Roskoski also recommends targeting interagency initatives. This is a good idea, but only if it does not take the pressure off of NSF to put biology money directly into the effort in the near future and for the long term. USDA should expand their direction to consider local plants for use in local economies with an eye to localized protection of ecosystems, economies and what is unique and beneficial to human cultures at both the local and global scale. This may include small scale agriculture, tissue culturing and vat production of products, with the intent to maximize economic gain and reduce the cost of living for a wide spectrum of people, while minimizing environmental damage. NIH should increase the availability of money to study extraction processes and improve the ability to understand, standardize and utilize plant extracts to benefit people and not strictly for the sake of producing profitable products for the pharmaceutical industry.
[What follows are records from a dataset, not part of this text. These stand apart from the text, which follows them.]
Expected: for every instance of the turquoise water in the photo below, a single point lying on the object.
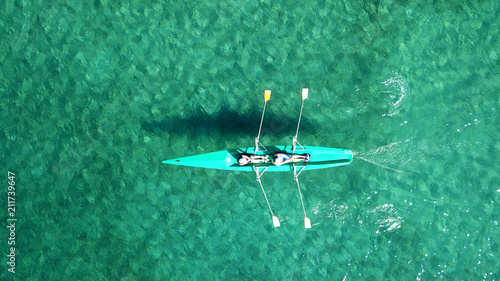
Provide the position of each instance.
(95, 94)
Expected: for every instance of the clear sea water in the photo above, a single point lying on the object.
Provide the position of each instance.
(95, 94)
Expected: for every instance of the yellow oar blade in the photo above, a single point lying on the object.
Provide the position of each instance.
(267, 95)
(276, 221)
(307, 222)
(305, 93)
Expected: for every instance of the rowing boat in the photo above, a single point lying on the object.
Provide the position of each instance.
(320, 157)
(281, 158)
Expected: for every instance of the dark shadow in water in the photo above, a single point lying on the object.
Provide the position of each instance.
(229, 122)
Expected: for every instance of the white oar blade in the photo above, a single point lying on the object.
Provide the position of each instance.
(276, 221)
(307, 222)
(305, 93)
(267, 95)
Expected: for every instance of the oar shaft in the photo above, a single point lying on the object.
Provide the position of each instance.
(269, 205)
(300, 194)
(300, 117)
(262, 119)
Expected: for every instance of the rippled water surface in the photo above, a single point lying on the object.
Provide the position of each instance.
(96, 94)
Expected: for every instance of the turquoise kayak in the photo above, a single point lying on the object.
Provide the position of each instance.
(319, 158)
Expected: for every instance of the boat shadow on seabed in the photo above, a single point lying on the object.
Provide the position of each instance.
(227, 122)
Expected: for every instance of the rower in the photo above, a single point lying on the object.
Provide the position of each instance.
(283, 158)
(244, 159)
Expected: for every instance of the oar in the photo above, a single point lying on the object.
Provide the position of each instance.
(276, 221)
(267, 96)
(307, 221)
(305, 93)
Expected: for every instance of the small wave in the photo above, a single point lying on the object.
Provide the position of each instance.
(396, 92)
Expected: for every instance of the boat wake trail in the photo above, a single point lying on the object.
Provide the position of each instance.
(393, 156)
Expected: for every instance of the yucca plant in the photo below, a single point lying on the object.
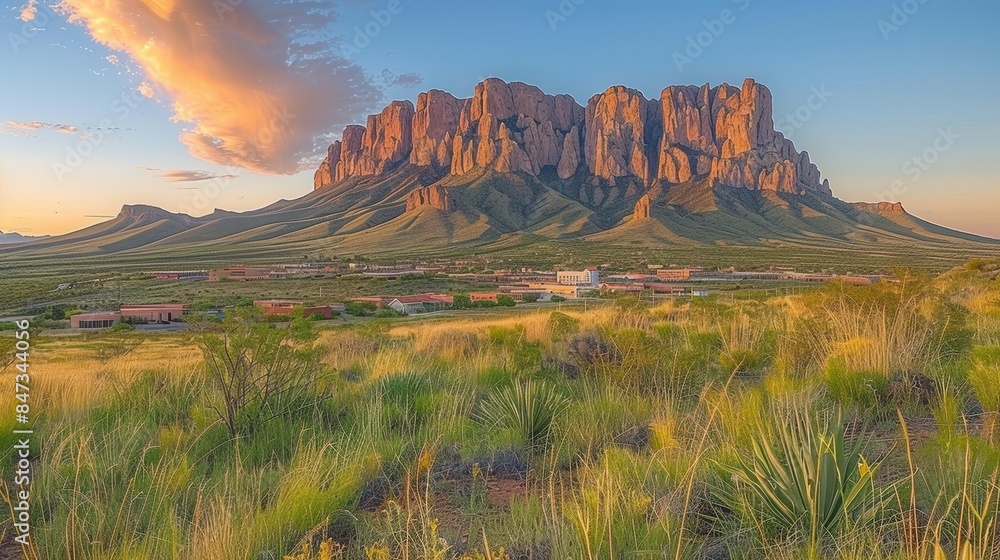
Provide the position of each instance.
(808, 481)
(527, 407)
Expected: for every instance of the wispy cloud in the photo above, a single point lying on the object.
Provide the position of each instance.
(146, 90)
(262, 84)
(22, 129)
(188, 175)
(29, 10)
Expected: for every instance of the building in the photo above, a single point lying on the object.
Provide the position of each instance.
(95, 320)
(240, 273)
(159, 313)
(182, 275)
(679, 274)
(393, 274)
(588, 277)
(288, 306)
(423, 303)
(520, 294)
(277, 306)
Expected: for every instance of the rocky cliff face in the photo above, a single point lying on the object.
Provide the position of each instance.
(724, 135)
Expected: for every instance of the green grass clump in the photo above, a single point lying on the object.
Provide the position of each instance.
(808, 481)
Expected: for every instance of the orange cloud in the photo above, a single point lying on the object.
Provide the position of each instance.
(260, 83)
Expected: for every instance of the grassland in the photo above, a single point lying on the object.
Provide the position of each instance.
(622, 431)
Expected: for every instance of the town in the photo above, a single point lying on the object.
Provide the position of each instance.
(513, 286)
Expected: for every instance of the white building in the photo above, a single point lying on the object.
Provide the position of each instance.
(587, 277)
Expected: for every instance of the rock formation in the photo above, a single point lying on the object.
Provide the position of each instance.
(643, 208)
(724, 136)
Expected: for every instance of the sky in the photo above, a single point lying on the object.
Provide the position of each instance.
(192, 105)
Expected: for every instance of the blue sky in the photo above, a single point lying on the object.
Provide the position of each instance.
(891, 94)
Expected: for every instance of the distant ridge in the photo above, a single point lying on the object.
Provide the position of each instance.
(699, 166)
(11, 238)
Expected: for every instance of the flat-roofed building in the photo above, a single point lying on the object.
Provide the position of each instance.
(588, 277)
(423, 303)
(158, 313)
(240, 273)
(95, 320)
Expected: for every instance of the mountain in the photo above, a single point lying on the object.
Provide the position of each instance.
(699, 166)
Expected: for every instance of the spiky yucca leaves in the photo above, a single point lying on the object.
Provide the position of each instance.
(527, 407)
(807, 480)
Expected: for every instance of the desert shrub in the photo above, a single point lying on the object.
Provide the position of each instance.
(622, 507)
(386, 313)
(516, 351)
(592, 349)
(957, 486)
(525, 407)
(561, 325)
(886, 328)
(863, 389)
(808, 482)
(984, 377)
(258, 371)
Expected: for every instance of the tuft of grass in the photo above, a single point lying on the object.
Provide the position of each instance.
(527, 407)
(808, 481)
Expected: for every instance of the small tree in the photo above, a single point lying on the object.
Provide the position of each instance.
(259, 371)
(461, 301)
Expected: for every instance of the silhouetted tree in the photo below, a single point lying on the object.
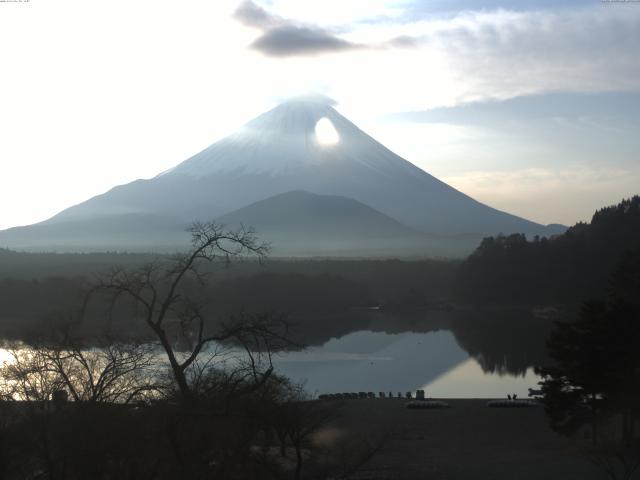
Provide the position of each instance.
(596, 376)
(174, 313)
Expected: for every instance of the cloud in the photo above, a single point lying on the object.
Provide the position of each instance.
(550, 195)
(504, 53)
(290, 40)
(284, 38)
(253, 15)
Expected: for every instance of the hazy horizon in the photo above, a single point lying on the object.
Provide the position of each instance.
(529, 107)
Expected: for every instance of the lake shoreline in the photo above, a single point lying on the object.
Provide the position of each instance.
(468, 440)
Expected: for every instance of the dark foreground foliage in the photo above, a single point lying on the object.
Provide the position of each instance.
(594, 383)
(565, 268)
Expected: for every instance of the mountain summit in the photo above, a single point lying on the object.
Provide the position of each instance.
(280, 151)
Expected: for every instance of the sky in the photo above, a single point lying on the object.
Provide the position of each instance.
(532, 107)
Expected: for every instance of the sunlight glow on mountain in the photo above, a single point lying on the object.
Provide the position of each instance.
(326, 133)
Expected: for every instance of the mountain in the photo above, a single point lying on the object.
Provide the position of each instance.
(316, 215)
(275, 153)
(300, 222)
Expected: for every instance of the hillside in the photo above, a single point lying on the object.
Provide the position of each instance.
(565, 268)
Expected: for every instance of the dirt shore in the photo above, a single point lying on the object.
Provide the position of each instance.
(466, 441)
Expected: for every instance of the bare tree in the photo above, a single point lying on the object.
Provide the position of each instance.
(158, 290)
(114, 373)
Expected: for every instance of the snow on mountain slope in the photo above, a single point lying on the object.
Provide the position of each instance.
(279, 152)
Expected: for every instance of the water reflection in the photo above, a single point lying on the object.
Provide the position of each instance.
(464, 353)
(376, 361)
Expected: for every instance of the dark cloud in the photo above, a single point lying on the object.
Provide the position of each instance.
(284, 38)
(292, 40)
(254, 15)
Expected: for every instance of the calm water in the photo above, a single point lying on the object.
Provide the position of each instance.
(378, 361)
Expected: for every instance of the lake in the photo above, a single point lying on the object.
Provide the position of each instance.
(400, 362)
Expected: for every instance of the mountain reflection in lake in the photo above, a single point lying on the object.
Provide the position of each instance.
(462, 354)
(376, 361)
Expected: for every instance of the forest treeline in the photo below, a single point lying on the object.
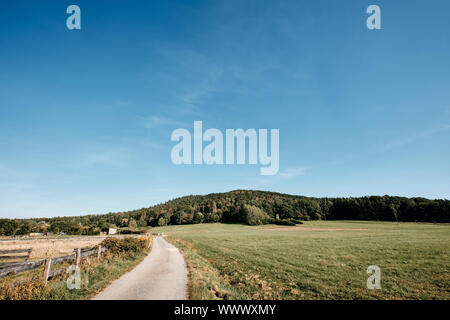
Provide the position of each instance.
(241, 206)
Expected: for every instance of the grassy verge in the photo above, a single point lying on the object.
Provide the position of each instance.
(317, 260)
(95, 276)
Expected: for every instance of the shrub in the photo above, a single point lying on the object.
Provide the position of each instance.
(254, 216)
(125, 245)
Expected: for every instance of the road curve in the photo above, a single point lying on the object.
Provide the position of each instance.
(161, 275)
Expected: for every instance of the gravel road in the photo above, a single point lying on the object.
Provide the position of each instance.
(161, 275)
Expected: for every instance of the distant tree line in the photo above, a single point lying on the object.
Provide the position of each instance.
(241, 206)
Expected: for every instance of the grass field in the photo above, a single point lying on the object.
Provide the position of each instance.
(316, 260)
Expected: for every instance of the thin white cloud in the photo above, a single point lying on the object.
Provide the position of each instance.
(290, 173)
(158, 121)
(423, 134)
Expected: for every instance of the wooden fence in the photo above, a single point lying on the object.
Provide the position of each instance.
(12, 268)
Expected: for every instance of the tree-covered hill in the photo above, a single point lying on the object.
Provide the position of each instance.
(243, 206)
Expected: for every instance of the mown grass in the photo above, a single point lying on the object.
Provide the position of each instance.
(95, 276)
(316, 260)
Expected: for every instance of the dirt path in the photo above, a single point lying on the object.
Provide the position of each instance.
(161, 275)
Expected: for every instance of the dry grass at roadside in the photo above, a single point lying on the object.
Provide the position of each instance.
(49, 248)
(95, 275)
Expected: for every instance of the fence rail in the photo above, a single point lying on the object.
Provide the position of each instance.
(12, 268)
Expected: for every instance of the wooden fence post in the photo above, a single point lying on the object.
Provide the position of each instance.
(48, 263)
(78, 257)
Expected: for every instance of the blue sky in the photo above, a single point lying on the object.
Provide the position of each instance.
(86, 115)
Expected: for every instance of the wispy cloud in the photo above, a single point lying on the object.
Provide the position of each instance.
(159, 121)
(290, 173)
(414, 137)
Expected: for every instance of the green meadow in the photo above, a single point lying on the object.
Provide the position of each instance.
(315, 260)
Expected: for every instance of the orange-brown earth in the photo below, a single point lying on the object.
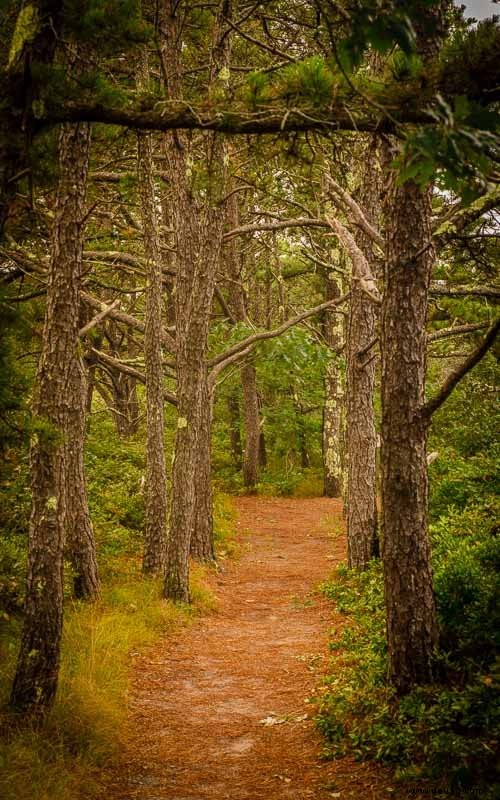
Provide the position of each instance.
(220, 710)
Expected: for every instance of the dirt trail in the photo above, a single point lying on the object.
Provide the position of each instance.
(200, 698)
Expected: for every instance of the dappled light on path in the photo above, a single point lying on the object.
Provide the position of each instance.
(221, 710)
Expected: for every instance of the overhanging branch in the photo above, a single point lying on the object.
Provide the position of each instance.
(456, 376)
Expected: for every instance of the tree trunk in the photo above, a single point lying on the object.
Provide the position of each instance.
(37, 671)
(411, 616)
(334, 397)
(252, 426)
(412, 631)
(198, 223)
(202, 539)
(155, 533)
(233, 410)
(80, 543)
(251, 408)
(361, 435)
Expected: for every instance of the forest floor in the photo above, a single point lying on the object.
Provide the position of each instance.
(220, 709)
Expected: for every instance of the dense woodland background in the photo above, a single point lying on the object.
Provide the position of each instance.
(248, 247)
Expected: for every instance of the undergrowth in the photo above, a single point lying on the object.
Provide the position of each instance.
(63, 757)
(447, 732)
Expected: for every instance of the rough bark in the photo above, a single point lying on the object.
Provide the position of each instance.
(412, 631)
(198, 224)
(252, 426)
(334, 398)
(361, 435)
(250, 398)
(411, 616)
(33, 45)
(37, 670)
(202, 539)
(233, 410)
(80, 542)
(155, 530)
It is hoped that graduate students will be given an opportunity at the workshops to testify as to their current experiences within academia and hopes for their careers in science, along with prominent and established ethnobotanists at the workshops. Within the framework of big biological projects there needs to be opportunities not only for students but for senior researchers at smaller institutions, who have good ideas, but may not be employed where all of the components are available for larger scale efforts. Collaboration is important but so is independent work. This would both assure that the best ideas come forward, and provide future opportunities for research and thus also for teaching positions for ethnobotanists and economic botanists when they move past the student stage of their careers.

What should SEB members and other interested researchers do

Donald Ugent has suggested that SEB set up a committee to discuss these interests and work on a proposal which carefully considers what Dr. Roskoski has recommended both in her letter and in conversations with those already working on this issue. Careful consideration must also be given to what NSF is willing to fund not only for workshops, but more significantly, to make sure something worthwhile happens after the final recommendations emerge. Though other agencies should be considered, the focus needs to remain on NSF so the buck is not passed until it drops.

Essential to the success of the workshop is the need to use it as an opportunity to decide which scientific questions will define ethno and economic botany, relevant to agency funding. Dr. Roskoski made this exceedingly clear in conversation since the letter came.

It is critical to build strong coalitions of support for this concept within and outside NSF and that resources and insight be pooled to avoid pitfalls and keep problems from starting. Intelligent use should continue to be made of and expanded to include all appropriate media outlets. A realistic timetable and recognition of what is available, will lead to success in opening up this type of funding for economic and ethnobotany.